Seven Tips: Don’t Just Leap Into Love (Part II)
In the Grown Zone, we constantly remind you to make access to your body (sex and powers of procreation), money (financial stability), home (personal safety) and heart (emotional security), the last things you give up to get a relationship or keep one going. Unfortunately, we are taught the opposite—to surrender one, more or all of these things to either prove our love or to secure love from others. This “conventional wisdom” is the single biggest driver of unhealthy, adult-and-messy relationship choices.
Newsflash: The point of dating people is to learn exactly who you are dealing with—not just what they look like, what they have or what they can do, but who they are. Your job: to decide who is safe for you—defined as ready, willing and able to engage in healthy relationships—and who is not. The time to find this out is before you put your body, money, home and heart at risk. That way, if the relationship proves to be unhealthy—and the vast majority of relationships will—you can end it with a minimum of damage and long-term negative consequences. You don’t find out who people are by taking their word for it. In case you haven’t heard, people will lie to get into your pants, your bank account and your bed—especially if they know what you want to hear. The key to not being fuquitable—vulnerable to deceit and manipulation—is to not just trust, but to verify. What you don’t know can and will hurt you.

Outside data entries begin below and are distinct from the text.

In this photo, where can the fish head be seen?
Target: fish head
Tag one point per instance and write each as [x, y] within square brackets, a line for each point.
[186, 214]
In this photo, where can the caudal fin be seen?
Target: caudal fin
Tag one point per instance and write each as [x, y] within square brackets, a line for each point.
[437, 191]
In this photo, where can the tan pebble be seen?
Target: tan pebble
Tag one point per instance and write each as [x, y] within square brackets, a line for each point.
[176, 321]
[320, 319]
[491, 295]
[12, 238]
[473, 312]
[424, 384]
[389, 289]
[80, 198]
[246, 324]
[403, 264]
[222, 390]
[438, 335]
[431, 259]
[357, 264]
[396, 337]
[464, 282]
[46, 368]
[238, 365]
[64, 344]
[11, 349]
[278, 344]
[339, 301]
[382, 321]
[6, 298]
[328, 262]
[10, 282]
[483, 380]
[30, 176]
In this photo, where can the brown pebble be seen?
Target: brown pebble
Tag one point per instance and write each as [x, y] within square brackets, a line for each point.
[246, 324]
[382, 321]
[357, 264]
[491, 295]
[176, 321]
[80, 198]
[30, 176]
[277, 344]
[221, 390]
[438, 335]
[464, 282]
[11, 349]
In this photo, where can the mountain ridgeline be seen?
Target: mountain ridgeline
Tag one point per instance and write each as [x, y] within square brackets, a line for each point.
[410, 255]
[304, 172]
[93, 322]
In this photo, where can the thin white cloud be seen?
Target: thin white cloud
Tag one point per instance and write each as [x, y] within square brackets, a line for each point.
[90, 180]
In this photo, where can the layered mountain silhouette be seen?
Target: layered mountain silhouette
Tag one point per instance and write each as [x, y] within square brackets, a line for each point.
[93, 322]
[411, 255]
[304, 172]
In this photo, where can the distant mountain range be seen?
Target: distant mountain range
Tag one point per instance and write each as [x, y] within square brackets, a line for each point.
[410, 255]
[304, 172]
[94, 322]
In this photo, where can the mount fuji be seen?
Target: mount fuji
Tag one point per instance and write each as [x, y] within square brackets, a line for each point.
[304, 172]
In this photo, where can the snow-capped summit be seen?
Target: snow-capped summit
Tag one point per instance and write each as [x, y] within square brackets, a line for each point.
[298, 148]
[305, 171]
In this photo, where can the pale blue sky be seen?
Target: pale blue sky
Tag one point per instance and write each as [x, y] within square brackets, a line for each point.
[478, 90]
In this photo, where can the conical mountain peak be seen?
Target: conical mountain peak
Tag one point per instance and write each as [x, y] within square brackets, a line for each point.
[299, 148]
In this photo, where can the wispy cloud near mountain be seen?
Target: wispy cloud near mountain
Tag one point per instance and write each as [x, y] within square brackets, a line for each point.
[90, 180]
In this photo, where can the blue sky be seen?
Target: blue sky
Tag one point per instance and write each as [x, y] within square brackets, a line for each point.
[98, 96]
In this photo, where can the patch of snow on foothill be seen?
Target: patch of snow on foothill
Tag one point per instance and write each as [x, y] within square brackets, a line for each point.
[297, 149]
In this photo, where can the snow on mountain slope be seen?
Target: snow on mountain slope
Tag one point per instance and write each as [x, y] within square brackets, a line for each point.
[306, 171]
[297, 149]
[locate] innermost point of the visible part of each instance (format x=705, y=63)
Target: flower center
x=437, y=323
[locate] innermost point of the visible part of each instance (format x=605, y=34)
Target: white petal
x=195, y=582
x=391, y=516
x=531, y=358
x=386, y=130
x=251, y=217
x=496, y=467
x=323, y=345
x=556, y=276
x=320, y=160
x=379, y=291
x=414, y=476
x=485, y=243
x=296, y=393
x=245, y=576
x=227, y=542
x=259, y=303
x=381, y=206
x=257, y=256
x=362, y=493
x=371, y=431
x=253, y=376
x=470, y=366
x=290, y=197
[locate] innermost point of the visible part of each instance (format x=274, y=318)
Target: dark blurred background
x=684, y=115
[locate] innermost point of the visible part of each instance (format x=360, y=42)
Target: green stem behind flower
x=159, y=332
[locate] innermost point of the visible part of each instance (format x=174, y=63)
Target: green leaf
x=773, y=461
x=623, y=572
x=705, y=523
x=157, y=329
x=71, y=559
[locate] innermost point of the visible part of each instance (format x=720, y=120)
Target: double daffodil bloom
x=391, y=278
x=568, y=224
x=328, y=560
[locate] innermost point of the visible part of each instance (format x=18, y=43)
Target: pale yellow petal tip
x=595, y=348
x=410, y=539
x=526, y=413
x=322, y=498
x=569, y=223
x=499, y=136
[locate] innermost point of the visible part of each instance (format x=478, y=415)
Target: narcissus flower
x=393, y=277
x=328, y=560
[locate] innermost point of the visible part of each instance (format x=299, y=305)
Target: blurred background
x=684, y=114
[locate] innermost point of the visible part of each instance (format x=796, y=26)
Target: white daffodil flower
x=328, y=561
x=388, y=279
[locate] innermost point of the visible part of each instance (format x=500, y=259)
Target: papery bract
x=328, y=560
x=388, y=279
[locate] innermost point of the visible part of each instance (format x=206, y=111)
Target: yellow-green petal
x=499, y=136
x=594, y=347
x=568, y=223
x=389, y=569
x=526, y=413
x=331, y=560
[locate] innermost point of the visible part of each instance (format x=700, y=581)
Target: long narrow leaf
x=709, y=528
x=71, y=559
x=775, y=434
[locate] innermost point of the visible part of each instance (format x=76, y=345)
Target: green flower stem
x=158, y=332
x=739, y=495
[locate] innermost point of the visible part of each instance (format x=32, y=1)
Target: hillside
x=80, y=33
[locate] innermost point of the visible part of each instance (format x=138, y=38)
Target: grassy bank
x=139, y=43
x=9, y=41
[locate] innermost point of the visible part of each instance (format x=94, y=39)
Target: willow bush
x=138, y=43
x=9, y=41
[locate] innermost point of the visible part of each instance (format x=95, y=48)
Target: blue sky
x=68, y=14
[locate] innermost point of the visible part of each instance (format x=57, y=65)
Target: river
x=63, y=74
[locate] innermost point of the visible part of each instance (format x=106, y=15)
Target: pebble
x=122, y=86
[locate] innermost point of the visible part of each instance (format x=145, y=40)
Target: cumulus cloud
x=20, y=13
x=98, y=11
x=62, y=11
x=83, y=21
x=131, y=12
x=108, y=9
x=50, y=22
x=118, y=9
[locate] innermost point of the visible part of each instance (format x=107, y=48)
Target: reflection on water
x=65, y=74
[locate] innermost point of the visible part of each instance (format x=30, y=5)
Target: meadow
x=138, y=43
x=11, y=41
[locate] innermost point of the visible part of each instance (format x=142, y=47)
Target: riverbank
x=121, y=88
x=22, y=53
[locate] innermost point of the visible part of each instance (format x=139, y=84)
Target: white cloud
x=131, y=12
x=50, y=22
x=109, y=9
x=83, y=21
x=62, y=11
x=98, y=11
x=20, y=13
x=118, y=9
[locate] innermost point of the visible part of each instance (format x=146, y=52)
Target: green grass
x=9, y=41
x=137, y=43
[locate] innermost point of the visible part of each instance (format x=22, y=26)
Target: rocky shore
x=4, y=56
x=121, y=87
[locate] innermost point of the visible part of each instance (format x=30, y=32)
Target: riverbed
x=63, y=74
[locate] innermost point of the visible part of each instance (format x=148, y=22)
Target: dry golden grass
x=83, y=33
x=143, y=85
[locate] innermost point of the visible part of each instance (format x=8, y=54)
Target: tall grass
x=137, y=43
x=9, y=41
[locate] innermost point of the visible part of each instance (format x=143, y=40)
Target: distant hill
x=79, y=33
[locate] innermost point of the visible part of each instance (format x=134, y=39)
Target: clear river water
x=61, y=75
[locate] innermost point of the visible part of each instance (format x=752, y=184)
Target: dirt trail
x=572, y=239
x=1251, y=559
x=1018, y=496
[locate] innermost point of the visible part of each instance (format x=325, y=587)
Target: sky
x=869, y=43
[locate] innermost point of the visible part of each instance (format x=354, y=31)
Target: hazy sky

What do you need to know? Before you open your legs, your checkbook, your heart or your home to a relationship prospect, there are 13 things you must know about them. We’ve already covered the first “6 Things To Know Before You Leap Into Love.” Here are the other seven:
Employment Status: Does he or she work? Where? How long have they been employed there? What do they do? Do they have a stable and consistent employment history, or are they frequently unemployed? If he or she is an entrepreneur, what business are they in, and how does it make money? Are they above getting money illegally? In a nutshell, how do they support themselves—especially during periods of unemployment or when they experience downturns with their business? Do not grant requests or give in to the temptation to offer financial assistance (including co-signing) to get them past a rough patch, get them back on their feet or take advantage of a “great” opportunity. You do not know each other that well.